ここでは、経理代行の基本的な仕組みと、混同されやすい他のサービスとの違いについて解説していきます。
経理代行の基本的な仕組み
経理代行とは、企業の経理業務を外部の専門業者に委託するサービスです。日々の記帳作業から月次決算、給与計算、経費精算、請求書発行など、経理に関わる様々な業務を代行してもらえます。
自社で経理担当者を雇用するのではなく、必要な業務だけを外部に任せられる点が特徴です。利用形態は企業のニーズに応じて柔軟に選べます。例えば、記帳業務だけを委託して他の業務は自社で行うケースもあれば、経理業務全般を丸ごと任せるケースもあります。契約形態も月額固定料金制や従量課金制など、様々なプランが用意されているため、自社の業務量や予算に合わせて選択できるでしょう。

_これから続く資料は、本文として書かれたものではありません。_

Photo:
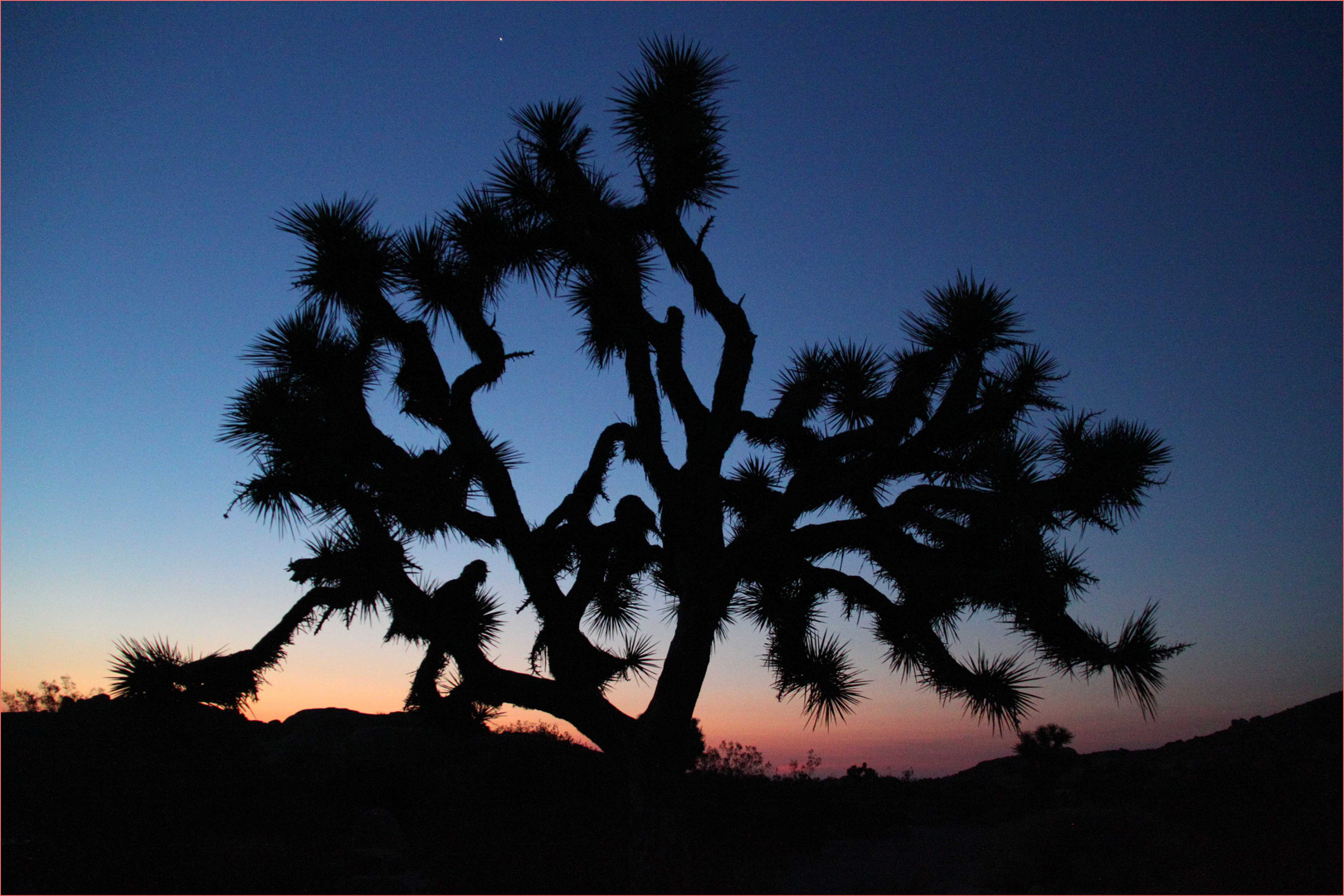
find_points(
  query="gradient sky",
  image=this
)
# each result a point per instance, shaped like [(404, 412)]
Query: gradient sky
[(1159, 184)]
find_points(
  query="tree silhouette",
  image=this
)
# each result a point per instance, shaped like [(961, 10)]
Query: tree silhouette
[(925, 460)]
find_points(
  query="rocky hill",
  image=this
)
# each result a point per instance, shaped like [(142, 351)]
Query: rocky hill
[(110, 796)]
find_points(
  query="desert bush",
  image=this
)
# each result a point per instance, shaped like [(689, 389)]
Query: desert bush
[(47, 698)]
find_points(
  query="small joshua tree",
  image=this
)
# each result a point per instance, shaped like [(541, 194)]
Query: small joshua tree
[(947, 465)]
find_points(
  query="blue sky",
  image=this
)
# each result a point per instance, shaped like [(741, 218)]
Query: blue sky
[(1159, 184)]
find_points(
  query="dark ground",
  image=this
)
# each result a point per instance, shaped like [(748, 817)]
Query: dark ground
[(113, 798)]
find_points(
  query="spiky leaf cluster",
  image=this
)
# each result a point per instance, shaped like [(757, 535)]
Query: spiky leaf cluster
[(930, 472)]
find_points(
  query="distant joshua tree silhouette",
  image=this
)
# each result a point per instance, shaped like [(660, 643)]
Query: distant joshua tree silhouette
[(49, 696), (925, 458)]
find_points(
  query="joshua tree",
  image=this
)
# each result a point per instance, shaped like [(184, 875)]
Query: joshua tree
[(926, 458)]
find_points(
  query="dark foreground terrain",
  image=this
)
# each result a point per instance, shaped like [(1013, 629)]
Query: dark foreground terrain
[(105, 796)]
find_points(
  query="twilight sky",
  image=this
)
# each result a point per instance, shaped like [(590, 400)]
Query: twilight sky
[(1159, 184)]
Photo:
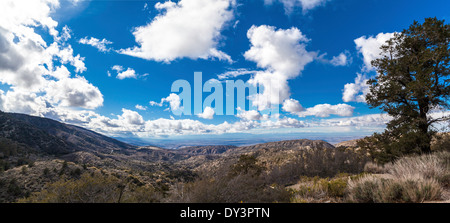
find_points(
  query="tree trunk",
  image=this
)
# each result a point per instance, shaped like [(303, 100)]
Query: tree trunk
[(425, 142)]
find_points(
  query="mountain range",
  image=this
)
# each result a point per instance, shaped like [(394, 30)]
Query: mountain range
[(42, 143)]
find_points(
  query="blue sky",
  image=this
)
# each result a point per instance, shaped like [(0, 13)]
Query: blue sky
[(109, 65)]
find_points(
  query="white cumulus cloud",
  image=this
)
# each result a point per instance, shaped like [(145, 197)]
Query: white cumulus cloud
[(186, 29)]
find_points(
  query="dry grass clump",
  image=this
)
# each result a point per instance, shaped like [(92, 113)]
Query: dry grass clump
[(409, 179), (411, 189)]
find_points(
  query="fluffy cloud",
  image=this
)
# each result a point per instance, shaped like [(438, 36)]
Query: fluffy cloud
[(306, 5), (208, 113), (173, 99), (123, 74), (292, 106), (369, 47), (325, 110), (101, 45), (249, 115), (27, 63), (74, 92), (235, 73), (283, 55), (186, 29), (356, 91), (343, 59), (131, 117)]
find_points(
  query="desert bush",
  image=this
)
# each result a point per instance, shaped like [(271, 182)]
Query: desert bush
[(242, 181), (94, 188), (371, 167), (430, 166), (324, 163)]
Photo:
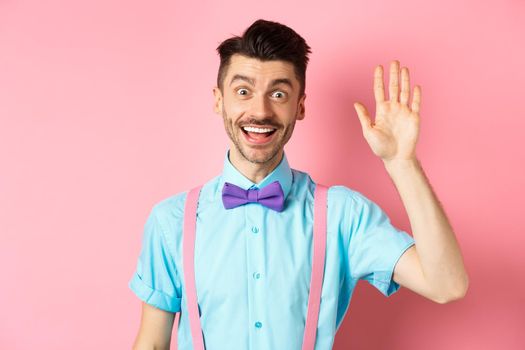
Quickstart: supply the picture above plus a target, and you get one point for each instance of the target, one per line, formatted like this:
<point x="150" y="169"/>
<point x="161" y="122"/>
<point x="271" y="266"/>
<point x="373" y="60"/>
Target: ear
<point x="217" y="106"/>
<point x="300" y="108"/>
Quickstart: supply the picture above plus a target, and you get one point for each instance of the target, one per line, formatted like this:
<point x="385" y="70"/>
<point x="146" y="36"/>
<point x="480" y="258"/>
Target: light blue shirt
<point x="253" y="264"/>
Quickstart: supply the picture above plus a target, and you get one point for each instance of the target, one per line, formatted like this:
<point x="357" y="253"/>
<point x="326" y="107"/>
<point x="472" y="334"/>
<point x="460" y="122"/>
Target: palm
<point x="394" y="132"/>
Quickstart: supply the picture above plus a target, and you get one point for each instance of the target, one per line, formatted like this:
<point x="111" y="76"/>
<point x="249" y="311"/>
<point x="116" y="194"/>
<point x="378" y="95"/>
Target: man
<point x="252" y="262"/>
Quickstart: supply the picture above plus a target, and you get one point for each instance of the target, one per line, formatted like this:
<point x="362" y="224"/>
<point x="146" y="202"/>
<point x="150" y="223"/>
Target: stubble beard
<point x="230" y="128"/>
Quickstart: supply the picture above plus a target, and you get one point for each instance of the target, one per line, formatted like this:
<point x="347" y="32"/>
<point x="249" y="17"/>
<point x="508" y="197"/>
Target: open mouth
<point x="258" y="135"/>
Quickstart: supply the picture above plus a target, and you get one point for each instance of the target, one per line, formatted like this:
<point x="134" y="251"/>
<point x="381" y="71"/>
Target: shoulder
<point x="343" y="195"/>
<point x="169" y="211"/>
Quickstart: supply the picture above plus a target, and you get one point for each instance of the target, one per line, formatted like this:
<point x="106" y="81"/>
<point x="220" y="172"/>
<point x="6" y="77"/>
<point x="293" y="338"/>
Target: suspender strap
<point x="316" y="278"/>
<point x="188" y="248"/>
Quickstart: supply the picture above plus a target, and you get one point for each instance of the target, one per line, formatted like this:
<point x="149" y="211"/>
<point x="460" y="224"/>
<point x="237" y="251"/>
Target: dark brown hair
<point x="266" y="40"/>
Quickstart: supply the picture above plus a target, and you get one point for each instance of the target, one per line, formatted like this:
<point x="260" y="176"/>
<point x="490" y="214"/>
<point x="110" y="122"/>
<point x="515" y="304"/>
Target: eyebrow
<point x="251" y="81"/>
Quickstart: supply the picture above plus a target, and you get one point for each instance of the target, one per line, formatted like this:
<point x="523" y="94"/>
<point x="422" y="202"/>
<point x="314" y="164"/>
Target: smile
<point x="258" y="135"/>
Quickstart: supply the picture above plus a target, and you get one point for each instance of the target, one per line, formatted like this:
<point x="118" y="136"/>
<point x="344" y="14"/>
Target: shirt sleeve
<point x="375" y="245"/>
<point x="155" y="280"/>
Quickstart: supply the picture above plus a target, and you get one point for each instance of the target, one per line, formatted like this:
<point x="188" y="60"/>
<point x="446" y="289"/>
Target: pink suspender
<point x="316" y="279"/>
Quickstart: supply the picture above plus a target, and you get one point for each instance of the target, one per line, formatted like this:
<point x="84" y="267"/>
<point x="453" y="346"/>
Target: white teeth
<point x="259" y="130"/>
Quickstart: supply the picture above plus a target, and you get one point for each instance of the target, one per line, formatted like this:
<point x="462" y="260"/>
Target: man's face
<point x="259" y="104"/>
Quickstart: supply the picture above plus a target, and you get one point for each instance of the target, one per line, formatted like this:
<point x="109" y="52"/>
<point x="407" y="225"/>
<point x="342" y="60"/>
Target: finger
<point x="393" y="90"/>
<point x="416" y="99"/>
<point x="405" y="86"/>
<point x="379" y="88"/>
<point x="362" y="114"/>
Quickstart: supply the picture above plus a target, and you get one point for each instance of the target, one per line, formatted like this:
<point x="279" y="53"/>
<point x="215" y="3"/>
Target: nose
<point x="261" y="107"/>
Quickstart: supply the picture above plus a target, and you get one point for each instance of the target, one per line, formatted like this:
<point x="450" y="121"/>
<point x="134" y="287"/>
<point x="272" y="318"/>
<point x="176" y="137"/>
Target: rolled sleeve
<point x="156" y="280"/>
<point x="375" y="245"/>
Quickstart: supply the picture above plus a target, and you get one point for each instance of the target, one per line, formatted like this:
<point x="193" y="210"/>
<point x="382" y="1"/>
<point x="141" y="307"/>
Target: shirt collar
<point x="282" y="173"/>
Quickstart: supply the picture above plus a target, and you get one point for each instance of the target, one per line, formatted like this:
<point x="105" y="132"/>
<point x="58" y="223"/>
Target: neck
<point x="256" y="172"/>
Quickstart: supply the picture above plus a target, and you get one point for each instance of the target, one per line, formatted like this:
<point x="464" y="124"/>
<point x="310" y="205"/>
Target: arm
<point x="155" y="329"/>
<point x="433" y="267"/>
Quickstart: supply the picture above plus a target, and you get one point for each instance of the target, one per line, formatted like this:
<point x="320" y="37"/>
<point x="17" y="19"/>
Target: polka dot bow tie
<point x="270" y="196"/>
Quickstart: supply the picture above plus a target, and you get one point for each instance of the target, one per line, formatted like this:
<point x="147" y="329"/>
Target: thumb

経理代行会社には、経理実務の経験が豊富な専門スタッフが在籍しており、最新の会計基準や税制にも精通しています。クラウド会計ソフトを活用した効率的な業務フローを提供している会社も多く、リアルタイムでの情報共有や進捗確認も可能です。
記帳代行・税理士業務との違い
経理代行と似たサービスに、記帳代行や税理士による業務があります。これらは一部重複する部分もありますが、提供される内容には明確な違いがあるでしょう。記帳代行は、その名の通り帳簿への記帳作業に特化したサービスです。
領収書や請求書などの証憑をもとに、会計ソフトへ仕訳を入力する業務を中心に行います。経理代行はより広範囲な業務をカバーしており、記帳だけでなく経費精算や給与計算、請求書発行なども含まれます。一方、税理士業務は税務申告や税務相談といった、税理士資格が必要な業務を担います。決算書の作成や法人税申告書の作成、税務調査への対応などは税理士の独占業務であり、経理代行会社では対応できません。
ただし、経理代行会社の中には税理士が在籍している場合もあり、その場合は税務相談も含めた総合的なサポートを受けられます。また、顧問税理士と連携しながら経理代行を行う体制を整えている会社もあるでしょう。自社のニーズに応じて、どのサービスが適しているのか見極めることが重要です。
経理代行を導入するメリット
経理代行を導入することで、企業は様々なメリットを享受できます。コスト面だけでなく、業務品質や組織体制の強化にもつながる重要な施策です。
ここでは、経理代行がもたらす主要なメリットを3つ解説していきます。
人件費や採用コストを削減できる
経理担当者を正社員として雇用すると、給与だけでなく社会保険料や福利厚生費など、様々なコストが発生します。年間で考えると、一人あたり400~600万円程度の人件費が必要になるでしょう。
さらに、採用活動にかかる求人広告費や人材紹介手数料、採用担当者の工数なども考慮すれば、総コストはさらに膨らみます。経理代行を活用すれば、こうした固定的な人件費を変動費化できます。必要な業務量に応じた料金を支払うだけで済むため、繁閑の差が大きい企業でも無駄なコストが発生しません。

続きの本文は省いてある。